Góngora tampoco da pistas sobre los orígenes de sus inquietudes intelectuales, presentándose a sí mismo con su “armadura completa”: listo para dar su batalla espiritual y política de juventud, y dispuesto a leerse todo lo que encontrara en su camino.

La proeza de Góngora no era en realidad tan extraña en el Chile de entonces, cuando muchos hombres con ambiciones intelectuales padecían algo que a falta de un título más adecuado llamaré “síndrome de Edmund Wilson”, en recuerdo del famoso escritor y crítico estadounidense, arquetipo del joven del “nuevo mundo”, dispuesto a echarse al hombro la cultura europea, casi como tratando de demostrarles a sus pares del otro lado del Atlántico que era perfectamente capaz de saberlo todo. Wilson escribió con maestría sobre asuntos tan diversos como la historia del pensamiento socialista y los rollos del mar muerto.

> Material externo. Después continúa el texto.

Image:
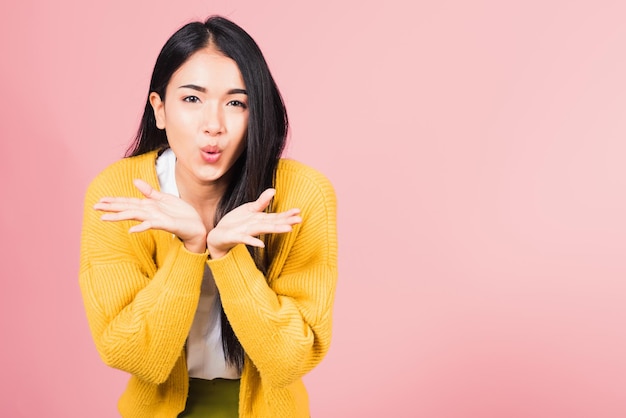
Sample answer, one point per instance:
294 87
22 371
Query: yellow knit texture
141 291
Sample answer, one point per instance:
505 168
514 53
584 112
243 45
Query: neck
203 197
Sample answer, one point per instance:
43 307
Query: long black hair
254 171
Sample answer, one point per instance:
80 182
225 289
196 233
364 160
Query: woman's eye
237 103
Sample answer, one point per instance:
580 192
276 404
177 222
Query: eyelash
195 99
238 103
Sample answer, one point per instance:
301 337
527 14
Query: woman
208 263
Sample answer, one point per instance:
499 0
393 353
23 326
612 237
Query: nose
213 123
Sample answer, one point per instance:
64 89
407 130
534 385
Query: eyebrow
204 90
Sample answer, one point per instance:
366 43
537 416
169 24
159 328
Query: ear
159 109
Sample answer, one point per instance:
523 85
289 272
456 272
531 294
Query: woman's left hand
245 223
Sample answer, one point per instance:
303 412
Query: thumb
263 201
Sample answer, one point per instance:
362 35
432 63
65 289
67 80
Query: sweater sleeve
139 315
284 322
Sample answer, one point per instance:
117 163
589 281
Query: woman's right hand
157 211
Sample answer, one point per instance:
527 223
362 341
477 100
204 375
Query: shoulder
117 178
300 184
293 173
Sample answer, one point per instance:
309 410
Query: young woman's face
205 116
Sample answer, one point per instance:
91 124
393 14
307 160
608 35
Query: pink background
477 149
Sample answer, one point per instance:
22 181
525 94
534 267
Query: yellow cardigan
141 290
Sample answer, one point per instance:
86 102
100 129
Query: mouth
211 154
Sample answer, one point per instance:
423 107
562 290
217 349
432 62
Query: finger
263 200
268 228
255 242
125 215
144 226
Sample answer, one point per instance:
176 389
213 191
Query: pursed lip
211 154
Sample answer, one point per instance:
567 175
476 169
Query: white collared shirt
205 354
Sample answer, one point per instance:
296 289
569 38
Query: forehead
209 68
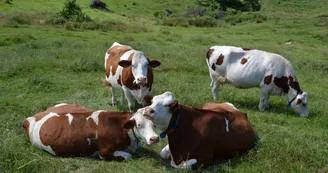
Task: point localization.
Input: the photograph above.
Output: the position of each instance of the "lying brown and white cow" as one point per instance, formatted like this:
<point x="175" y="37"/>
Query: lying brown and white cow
<point x="70" y="130"/>
<point x="130" y="72"/>
<point x="246" y="68"/>
<point x="198" y="136"/>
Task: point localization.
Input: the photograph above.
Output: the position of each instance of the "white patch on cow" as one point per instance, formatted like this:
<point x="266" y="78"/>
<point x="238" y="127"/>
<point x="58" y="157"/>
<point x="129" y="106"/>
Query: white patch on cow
<point x="127" y="156"/>
<point x="184" y="165"/>
<point x="35" y="132"/>
<point x="230" y="104"/>
<point x="140" y="93"/>
<point x="89" y="141"/>
<point x="61" y="104"/>
<point x="162" y="113"/>
<point x="101" y="157"/>
<point x="227" y="124"/>
<point x="95" y="115"/>
<point x="165" y="153"/>
<point x="70" y="118"/>
<point x="95" y="154"/>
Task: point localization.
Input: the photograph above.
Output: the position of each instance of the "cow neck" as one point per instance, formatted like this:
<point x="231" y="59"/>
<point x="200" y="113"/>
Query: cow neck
<point x="291" y="101"/>
<point x="172" y="125"/>
<point x="135" y="141"/>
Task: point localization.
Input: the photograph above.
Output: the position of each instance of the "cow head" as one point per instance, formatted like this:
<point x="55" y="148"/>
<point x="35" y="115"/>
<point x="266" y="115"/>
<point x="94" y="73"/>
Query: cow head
<point x="160" y="109"/>
<point x="140" y="65"/>
<point x="143" y="128"/>
<point x="299" y="104"/>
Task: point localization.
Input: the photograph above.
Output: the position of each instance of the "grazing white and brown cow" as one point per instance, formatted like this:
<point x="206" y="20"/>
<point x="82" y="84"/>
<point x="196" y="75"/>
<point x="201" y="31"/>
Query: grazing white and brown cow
<point x="70" y="130"/>
<point x="198" y="136"/>
<point x="247" y="68"/>
<point x="130" y="72"/>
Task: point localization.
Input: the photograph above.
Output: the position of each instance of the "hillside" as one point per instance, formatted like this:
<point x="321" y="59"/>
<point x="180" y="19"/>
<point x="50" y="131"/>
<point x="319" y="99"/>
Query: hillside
<point x="42" y="64"/>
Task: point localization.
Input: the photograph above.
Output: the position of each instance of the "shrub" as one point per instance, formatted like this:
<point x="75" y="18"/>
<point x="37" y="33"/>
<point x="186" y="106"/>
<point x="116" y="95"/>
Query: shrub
<point x="195" y="12"/>
<point x="202" y="22"/>
<point x="239" y="5"/>
<point x="70" y="12"/>
<point x="243" y="17"/>
<point x="176" y="21"/>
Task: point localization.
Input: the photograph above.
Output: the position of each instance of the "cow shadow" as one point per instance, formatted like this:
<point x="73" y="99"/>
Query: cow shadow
<point x="251" y="104"/>
<point x="233" y="162"/>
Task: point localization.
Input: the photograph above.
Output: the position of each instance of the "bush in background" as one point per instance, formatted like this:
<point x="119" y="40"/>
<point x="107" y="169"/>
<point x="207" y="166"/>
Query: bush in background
<point x="70" y="12"/>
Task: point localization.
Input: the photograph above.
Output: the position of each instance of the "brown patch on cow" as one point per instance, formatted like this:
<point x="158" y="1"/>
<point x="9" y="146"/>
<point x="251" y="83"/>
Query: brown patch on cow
<point x="106" y="83"/>
<point x="209" y="53"/>
<point x="294" y="84"/>
<point x="285" y="83"/>
<point x="243" y="61"/>
<point x="207" y="124"/>
<point x="282" y="83"/>
<point x="213" y="67"/>
<point x="219" y="61"/>
<point x="119" y="80"/>
<point x="26" y="125"/>
<point x="247" y="49"/>
<point x="114" y="56"/>
<point x="267" y="79"/>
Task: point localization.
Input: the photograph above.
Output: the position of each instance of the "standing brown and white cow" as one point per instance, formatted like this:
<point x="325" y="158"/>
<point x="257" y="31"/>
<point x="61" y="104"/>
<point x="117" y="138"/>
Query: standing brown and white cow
<point x="130" y="72"/>
<point x="72" y="130"/>
<point x="198" y="136"/>
<point x="246" y="68"/>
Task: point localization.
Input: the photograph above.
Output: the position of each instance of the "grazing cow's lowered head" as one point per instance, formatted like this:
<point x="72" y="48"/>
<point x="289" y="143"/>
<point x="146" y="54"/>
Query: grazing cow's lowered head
<point x="143" y="128"/>
<point x="299" y="104"/>
<point x="160" y="109"/>
<point x="140" y="66"/>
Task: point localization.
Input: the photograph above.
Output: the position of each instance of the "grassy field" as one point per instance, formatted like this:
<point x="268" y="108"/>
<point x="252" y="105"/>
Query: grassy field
<point x="42" y="65"/>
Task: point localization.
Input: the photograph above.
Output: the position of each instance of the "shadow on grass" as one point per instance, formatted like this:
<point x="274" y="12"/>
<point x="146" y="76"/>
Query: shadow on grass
<point x="144" y="152"/>
<point x="278" y="108"/>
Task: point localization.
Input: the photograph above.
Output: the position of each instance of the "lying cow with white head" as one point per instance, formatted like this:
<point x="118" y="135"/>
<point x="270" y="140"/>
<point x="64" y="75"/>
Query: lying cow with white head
<point x="198" y="136"/>
<point x="130" y="72"/>
<point x="70" y="130"/>
<point x="246" y="68"/>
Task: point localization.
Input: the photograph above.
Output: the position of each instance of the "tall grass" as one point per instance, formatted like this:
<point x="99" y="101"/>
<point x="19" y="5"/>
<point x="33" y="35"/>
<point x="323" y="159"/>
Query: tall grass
<point x="42" y="65"/>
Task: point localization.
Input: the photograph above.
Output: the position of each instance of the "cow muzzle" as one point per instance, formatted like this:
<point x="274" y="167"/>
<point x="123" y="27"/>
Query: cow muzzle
<point x="141" y="81"/>
<point x="149" y="113"/>
<point x="154" y="140"/>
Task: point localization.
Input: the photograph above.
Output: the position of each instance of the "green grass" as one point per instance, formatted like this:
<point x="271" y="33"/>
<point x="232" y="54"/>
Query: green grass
<point x="42" y="65"/>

En Hispanoamérica hubo figuras similares, como Octavio Paz o Alfonso Reyes. En Chile, guardando las distancias, tenemos a Luis Oyarzún, Hernán del Solar, Alone, Clarence Finlayson y al mismo Góngora. Todos ellos mostraron síntomas de este cuadro que llevaba a realizar unos esfuerzos cuya magnitud solo pueden entenderse si se toma en cuenta lo difícil que era entonces salir de Chile, aprender idiomas y conseguir libros extranjeros.

Es cierto que hay delirio de grandeza en este empeño y una buena cuota de arribismo, pero las recompensas materiales y sociales que reportaba este ejercicio enciclopédico eran casi nulas.

Vistos en su contexto, el diario y la tesis son dos documentos extraordinarios y, al contrario de lo que alguna vez dijo Sergio Villalobos, demuestran que Góngora sí sabía escribir y lo hacía muy bien, con una prosa seca y precisa, sin muecas ni gesticulaciones.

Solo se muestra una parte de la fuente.